Bamboo Relay Overview
Bamboo Relay was a wallet-native decentralized exchange built on the 0x protocol, launched in 2017 by Joshua Richardson out of Australia. It combined wallet custody, advanced stop-loss with Chainlink oracles, and even margin via bZx. But as of now it’s entirely inactive - zero volume, no updates and no user support since early 2023.
What set Bamboo Relay apart
- Pure wallet-first architecture - no deposits, no custodial risk, trades direct from wallets.
- Competitive fees with makers at 0.10 percent and takers at 0.20 percent.
- Zero withdrawal fees beyond normal Ethereum gas costs.
- Chainlink-integrated stop-loss tools since 2020 - rare for DEXs of the time.

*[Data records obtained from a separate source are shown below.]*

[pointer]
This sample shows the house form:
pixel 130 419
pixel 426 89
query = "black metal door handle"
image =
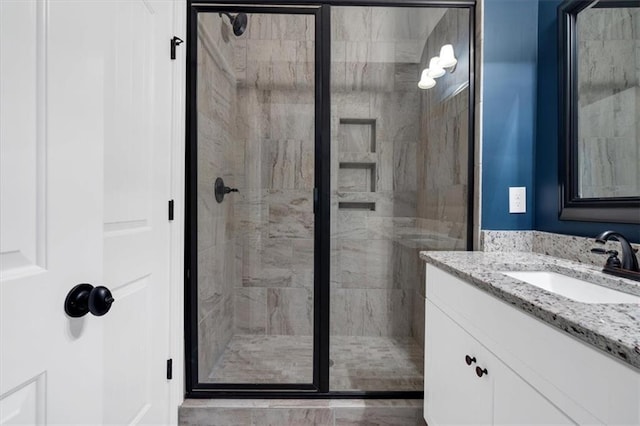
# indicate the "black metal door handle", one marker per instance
pixel 85 298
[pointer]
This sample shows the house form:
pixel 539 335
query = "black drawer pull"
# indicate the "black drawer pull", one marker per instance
pixel 481 371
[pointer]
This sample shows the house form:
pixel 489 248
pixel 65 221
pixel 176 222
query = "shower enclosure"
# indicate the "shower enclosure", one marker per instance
pixel 317 170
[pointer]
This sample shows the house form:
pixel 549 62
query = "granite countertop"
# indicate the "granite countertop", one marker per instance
pixel 613 328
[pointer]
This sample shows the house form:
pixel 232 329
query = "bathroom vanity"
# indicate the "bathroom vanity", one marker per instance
pixel 499 350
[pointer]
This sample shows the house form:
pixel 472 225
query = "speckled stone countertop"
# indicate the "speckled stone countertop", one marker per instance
pixel 613 328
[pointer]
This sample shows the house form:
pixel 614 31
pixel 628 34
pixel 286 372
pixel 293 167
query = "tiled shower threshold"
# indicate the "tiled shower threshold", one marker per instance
pixel 329 412
pixel 356 363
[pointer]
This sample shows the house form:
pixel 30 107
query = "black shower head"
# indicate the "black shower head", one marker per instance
pixel 238 22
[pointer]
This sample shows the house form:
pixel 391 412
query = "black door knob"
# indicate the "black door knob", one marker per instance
pixel 481 371
pixel 85 298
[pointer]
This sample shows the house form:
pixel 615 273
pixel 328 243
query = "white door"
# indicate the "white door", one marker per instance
pixel 85 124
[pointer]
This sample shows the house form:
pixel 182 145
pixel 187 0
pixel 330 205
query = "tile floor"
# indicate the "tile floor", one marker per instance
pixel 292 412
pixel 357 363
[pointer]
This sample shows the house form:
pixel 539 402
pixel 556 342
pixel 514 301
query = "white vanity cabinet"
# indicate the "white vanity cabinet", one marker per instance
pixel 455 393
pixel 535 374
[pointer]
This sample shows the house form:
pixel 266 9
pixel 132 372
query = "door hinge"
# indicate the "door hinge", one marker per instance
pixel 175 41
pixel 169 369
pixel 315 200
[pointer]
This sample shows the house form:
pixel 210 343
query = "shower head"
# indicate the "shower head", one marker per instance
pixel 238 22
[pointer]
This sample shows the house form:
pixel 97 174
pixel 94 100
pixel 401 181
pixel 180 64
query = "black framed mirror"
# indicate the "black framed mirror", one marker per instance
pixel 599 110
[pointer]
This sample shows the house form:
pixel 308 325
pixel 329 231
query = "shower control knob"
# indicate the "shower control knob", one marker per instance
pixel 220 190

- Margin and lending support through bZx, giving DeFi power beyond simple swaps.
Why it shut down
- Volume dried up completely - no activity tracked across aggregators.

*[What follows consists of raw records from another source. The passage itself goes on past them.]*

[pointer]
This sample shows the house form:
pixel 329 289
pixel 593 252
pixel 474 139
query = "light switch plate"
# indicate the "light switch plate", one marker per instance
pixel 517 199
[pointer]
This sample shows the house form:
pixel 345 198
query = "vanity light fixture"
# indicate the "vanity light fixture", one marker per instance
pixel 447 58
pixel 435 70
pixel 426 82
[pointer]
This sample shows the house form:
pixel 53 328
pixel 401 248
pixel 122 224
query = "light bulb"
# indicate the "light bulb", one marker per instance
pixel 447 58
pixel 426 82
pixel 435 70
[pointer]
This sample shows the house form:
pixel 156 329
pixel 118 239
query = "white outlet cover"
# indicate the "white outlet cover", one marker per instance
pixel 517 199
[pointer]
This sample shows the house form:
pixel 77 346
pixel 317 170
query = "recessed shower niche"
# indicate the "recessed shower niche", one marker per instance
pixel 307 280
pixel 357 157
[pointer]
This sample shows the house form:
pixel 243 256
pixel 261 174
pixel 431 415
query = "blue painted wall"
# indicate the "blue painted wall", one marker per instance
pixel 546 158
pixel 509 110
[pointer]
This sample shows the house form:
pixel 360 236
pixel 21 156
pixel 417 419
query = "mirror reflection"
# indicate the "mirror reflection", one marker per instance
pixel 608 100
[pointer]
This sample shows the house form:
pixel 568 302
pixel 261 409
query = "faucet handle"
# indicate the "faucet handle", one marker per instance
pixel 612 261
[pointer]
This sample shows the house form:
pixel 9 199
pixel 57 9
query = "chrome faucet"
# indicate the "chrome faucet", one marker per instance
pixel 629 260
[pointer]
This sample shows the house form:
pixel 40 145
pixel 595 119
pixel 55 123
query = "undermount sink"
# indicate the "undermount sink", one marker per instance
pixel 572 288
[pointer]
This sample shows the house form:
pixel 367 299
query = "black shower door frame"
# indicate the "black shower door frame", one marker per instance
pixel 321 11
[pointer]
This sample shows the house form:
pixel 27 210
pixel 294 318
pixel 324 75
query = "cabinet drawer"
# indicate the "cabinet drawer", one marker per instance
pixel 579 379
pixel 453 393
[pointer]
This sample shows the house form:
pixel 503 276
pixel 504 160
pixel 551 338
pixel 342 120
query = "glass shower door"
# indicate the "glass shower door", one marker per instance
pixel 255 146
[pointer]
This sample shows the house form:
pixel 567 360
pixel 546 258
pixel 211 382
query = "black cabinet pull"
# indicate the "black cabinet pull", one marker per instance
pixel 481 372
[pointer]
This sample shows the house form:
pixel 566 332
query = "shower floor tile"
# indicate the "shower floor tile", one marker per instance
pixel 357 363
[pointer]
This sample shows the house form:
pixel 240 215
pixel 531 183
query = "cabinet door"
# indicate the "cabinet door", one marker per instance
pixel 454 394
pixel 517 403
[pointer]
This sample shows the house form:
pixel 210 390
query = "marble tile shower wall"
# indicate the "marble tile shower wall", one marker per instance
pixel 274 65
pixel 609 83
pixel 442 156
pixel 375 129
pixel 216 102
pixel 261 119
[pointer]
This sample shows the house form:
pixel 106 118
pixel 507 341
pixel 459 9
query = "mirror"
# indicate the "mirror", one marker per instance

- Social channels and blog stopped posting by early 2023, indicating team exit.
- Marked as “dead” by major exchange trackers with no functional order books.
- Website remains online but acts as a relic - features exist visually but lack back-end support.
Legacy structure that still stands out
Even as a dormant platform, Bamboo Relay kept some notable points. The non-custodial model is still active at a basic level - you never lose wallet control. Fee logic was ahead of many peers, and if the relayer ever relaunched, its Chainlink stop-loss plus bZx lending would instantly place it ahead of typical small DEXs.
Who this is for now
Developers, DeFi historians or anyone studying early hybrid relayers will find Bamboo Relay an instructive stop. It showcased how DeFi could layer advanced tools on top of 0x architecture years before many competitors.
Who should skip
Active traders, yield hunters or anyone wanting a real decentralized trading venue today should absolutely avoid Bamboo Relay. It’s inactive, with no live markets, no support, and stands purely as an archived experiment.
Conclusion - clever DeFi that went dormant
Bamboo Relay’s history mixes wallet security, low fees, Chainlink stops and margin integration - all impressive. But without updates or liquidity since 2023, it’s firmly a DeFi footnote. Unless a new team revives it, treat it as a creative piece of crypto history, not a platform to execute trades.